Transition of brain networks from an interictal to a preictal state preceding a seizure revealed by scalp EEG network analysis

  • Fali Li
  • Yi Liang
  • Luyan Zhang
  • Chanlin Yi
  • Yuanyuan Liao
  • Yuanling Jiang
  • Yajing Si
  • Yangsong Zhang
  • Dezhong Yao
  • Liang YuEmail author
  • Peng XuEmail author
Research Article


Epilepsy is a neurological disorder in the brain that is characterized by unprovoked seizures. Epileptic seizures are attributed to abnormal synchronous neuronal activity in the brain. To detect the seizure as early as possible, the identification of specific electroencephalogram (EEG) dynamics is of great importance in investigating the transition of brain activity as the epileptic seizure approaches. In this study, we investigated the transition of brain activity from interictal to preictal states preceding a seizure by combining EEG network and clustering analyses together in different frequency bands. The findings of this study demonstrated the best clustering performance of k-medoids in the beta band; in addition, compared to the interictal state, the preictal state experienced increased synchronization of EEG network connectivity, characterized by relatively higher network properties. These findings can provide helpful insight into the mechanism of epilepsy, which can also be used in the prediction of epileptic seizures and subsequent intervention.

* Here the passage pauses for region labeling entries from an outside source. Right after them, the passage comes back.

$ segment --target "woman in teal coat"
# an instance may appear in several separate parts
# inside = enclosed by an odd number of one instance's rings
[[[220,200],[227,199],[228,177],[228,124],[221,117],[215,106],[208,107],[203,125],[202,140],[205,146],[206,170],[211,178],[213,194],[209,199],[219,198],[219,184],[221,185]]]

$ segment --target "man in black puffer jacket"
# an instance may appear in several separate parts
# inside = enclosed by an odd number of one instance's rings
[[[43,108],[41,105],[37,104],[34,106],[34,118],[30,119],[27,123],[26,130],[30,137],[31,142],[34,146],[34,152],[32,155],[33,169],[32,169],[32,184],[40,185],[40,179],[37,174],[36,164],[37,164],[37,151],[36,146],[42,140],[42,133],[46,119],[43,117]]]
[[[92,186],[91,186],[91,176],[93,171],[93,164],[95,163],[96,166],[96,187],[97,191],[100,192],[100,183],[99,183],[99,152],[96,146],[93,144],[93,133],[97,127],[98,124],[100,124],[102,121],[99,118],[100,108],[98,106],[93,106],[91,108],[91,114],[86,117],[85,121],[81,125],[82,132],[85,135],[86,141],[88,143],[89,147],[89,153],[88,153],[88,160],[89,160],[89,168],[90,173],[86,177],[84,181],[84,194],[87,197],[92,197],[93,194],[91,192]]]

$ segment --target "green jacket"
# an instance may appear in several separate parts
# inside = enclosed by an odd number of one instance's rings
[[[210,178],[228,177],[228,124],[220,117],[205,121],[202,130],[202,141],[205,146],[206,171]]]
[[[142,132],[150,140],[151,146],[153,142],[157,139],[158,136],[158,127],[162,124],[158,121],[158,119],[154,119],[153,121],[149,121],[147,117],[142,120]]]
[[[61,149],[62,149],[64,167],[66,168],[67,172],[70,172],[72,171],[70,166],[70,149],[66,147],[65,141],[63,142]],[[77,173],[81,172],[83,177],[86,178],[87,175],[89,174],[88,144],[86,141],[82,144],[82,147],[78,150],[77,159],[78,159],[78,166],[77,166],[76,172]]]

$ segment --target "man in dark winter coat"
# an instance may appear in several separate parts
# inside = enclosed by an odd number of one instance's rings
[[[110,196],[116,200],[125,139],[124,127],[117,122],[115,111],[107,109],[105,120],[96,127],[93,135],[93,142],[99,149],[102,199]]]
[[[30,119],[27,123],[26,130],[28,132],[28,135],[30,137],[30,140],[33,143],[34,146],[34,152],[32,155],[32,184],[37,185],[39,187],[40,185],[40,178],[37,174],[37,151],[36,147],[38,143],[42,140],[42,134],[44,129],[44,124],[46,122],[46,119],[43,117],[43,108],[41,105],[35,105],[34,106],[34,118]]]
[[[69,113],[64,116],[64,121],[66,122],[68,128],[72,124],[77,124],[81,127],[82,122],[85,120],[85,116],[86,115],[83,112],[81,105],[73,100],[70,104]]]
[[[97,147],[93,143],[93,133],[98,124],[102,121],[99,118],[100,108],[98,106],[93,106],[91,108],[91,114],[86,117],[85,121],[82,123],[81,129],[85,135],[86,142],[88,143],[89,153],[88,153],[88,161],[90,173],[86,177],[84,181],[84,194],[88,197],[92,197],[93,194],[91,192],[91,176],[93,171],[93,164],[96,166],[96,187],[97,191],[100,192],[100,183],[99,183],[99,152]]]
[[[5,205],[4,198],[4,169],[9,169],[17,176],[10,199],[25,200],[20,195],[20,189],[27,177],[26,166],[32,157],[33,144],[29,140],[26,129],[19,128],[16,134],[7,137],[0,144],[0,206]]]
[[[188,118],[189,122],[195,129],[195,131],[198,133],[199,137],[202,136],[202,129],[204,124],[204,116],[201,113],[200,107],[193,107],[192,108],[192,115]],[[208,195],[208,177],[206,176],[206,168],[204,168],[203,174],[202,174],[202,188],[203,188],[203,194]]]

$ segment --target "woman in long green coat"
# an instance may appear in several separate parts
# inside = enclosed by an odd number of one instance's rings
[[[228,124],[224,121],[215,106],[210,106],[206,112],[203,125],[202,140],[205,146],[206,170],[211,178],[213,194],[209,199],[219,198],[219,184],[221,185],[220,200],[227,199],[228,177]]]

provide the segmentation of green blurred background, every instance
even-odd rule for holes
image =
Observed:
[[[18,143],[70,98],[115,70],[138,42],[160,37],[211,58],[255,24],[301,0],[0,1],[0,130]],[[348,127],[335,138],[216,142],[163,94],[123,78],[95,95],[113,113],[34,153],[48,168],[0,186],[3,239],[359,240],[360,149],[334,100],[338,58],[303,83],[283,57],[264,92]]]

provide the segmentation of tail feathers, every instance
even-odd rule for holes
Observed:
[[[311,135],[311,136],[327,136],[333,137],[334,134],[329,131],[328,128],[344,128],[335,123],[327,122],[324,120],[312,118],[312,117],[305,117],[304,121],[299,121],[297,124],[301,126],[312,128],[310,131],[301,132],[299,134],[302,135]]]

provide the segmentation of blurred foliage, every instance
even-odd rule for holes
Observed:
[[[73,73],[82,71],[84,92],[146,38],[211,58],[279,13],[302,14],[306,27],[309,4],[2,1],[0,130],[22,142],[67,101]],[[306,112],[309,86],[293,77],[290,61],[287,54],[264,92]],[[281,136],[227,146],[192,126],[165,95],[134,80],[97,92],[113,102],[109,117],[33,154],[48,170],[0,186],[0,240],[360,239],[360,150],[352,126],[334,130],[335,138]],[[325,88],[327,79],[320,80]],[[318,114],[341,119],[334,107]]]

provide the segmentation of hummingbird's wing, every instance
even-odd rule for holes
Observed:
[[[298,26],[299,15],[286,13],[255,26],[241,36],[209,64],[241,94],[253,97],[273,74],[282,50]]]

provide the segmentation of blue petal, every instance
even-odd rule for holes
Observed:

Epileptic seizure EEG network K-medoids Preictal state Synchronization 



This work was supported by the National Natural Science Foundation of China (#61522105, #61603344, #81330032, #71601136, and #81771925), the Open Foundation of Henan Key Laboratory of Brain Science and Brain–Computer Interface Technology (No. HNBBL17001), and the Longshan academic talent research supporting program of SWUST (#17LZX692).

Compliance with ethical standards

Conflict of interest

The authors declare that they have no conflict of interest.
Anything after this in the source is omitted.